During the Spanish American War of 1898 the administration of a salt solution either subcutaneously or by enema was used successfully to prolong life after blood loss. And so the infusion of fluid to correct haemorrhagic shock became established, and the transfusion of blood was widely used in WW1. The greatest problem in WW1 was the contamination of wounds with farm soil rich in animal manure. But despite the massive challenge of gangrene, widespread early prophylactic amputation was gradually replaced with debridement, antisepsis and delayed primary closure. WW1 also saw the introduction of triage into casualty management.
Arguably the single most significant development that improved survival was the introduction of penicillin and sulphonamide antibiotics during WW2. Finally wound sepsis and gangrene could be treated. During WW2 blood substitutes advanced faster than ever before. Internal and external limb fixation procedures were in use, and amputations were performed at the lowest level possible. The result of all this was the greatest limb salvage rates up to that date in the theatre of war. A direct consequence of improved limb salvage was the dramatic expansion of an industry in limb prosthetics.
Finally the medical world understood the metabolic response to trauma and the need for tissue perfusion. Battle trained surgeons returned to civilian life after WW2 and took their experience and skills with them. Trauma medicine flourished and specialised trauma units sprang up everywhere. The Korean War of the 1950’s marked the first occasion when civilian trauma surgery was able to assist the military medical machine. Swift helicopter evacuation of the wounded enabled significant surgical treatment to be carried out within hours of injury. Mortality in wounded soldiers dropped to 2.4 percent. By the time of the Vietnam War injury to surgery times of one to two hours were standard, and limb salvage was exceptional.
The more recent conflicts, (Falklands War, Gulf Wars and Afghanistan), have demanded a greater understanding of blast injuries, seen the development of chitosan impregnated field dressings that assist clotting, the organisation of acute pain management on the battlefield, and the presence of forward surgical teams that are able to provide medical care to wounded soldiers within minutes of injury. Military medicine now has funding for research and is established as an academic specialty in its own right.
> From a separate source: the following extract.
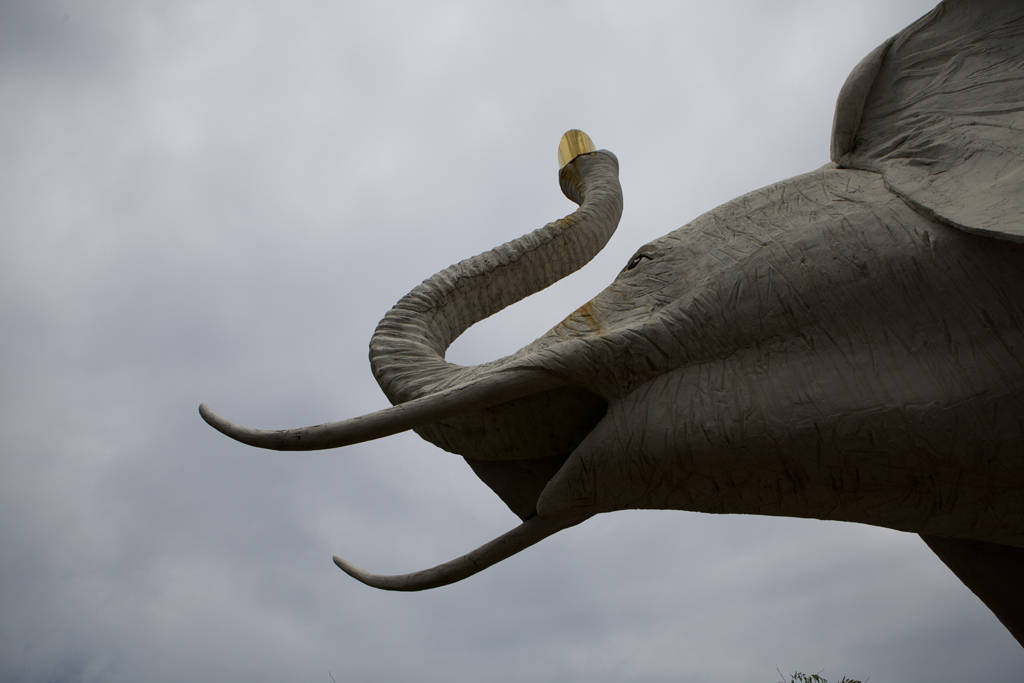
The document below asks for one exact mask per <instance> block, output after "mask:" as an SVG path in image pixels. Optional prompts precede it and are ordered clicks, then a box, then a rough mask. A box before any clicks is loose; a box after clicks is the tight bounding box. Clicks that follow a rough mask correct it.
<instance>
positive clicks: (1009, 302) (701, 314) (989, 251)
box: [200, 0, 1024, 644]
The ebb and flow of the influence of war on medicine, and medicine on war is intriguing to reflect upon. This gallop through it merely scratches the surface. Dig a little deeper and one realises that, ironically, a great many medical advancements that have saved countless lives owe their rapid development, or perhaps even their existence, to terrible wars and bloody conflicts through the ages.
It is said that there are no winners in war. Perhaps medicine might be the one exception.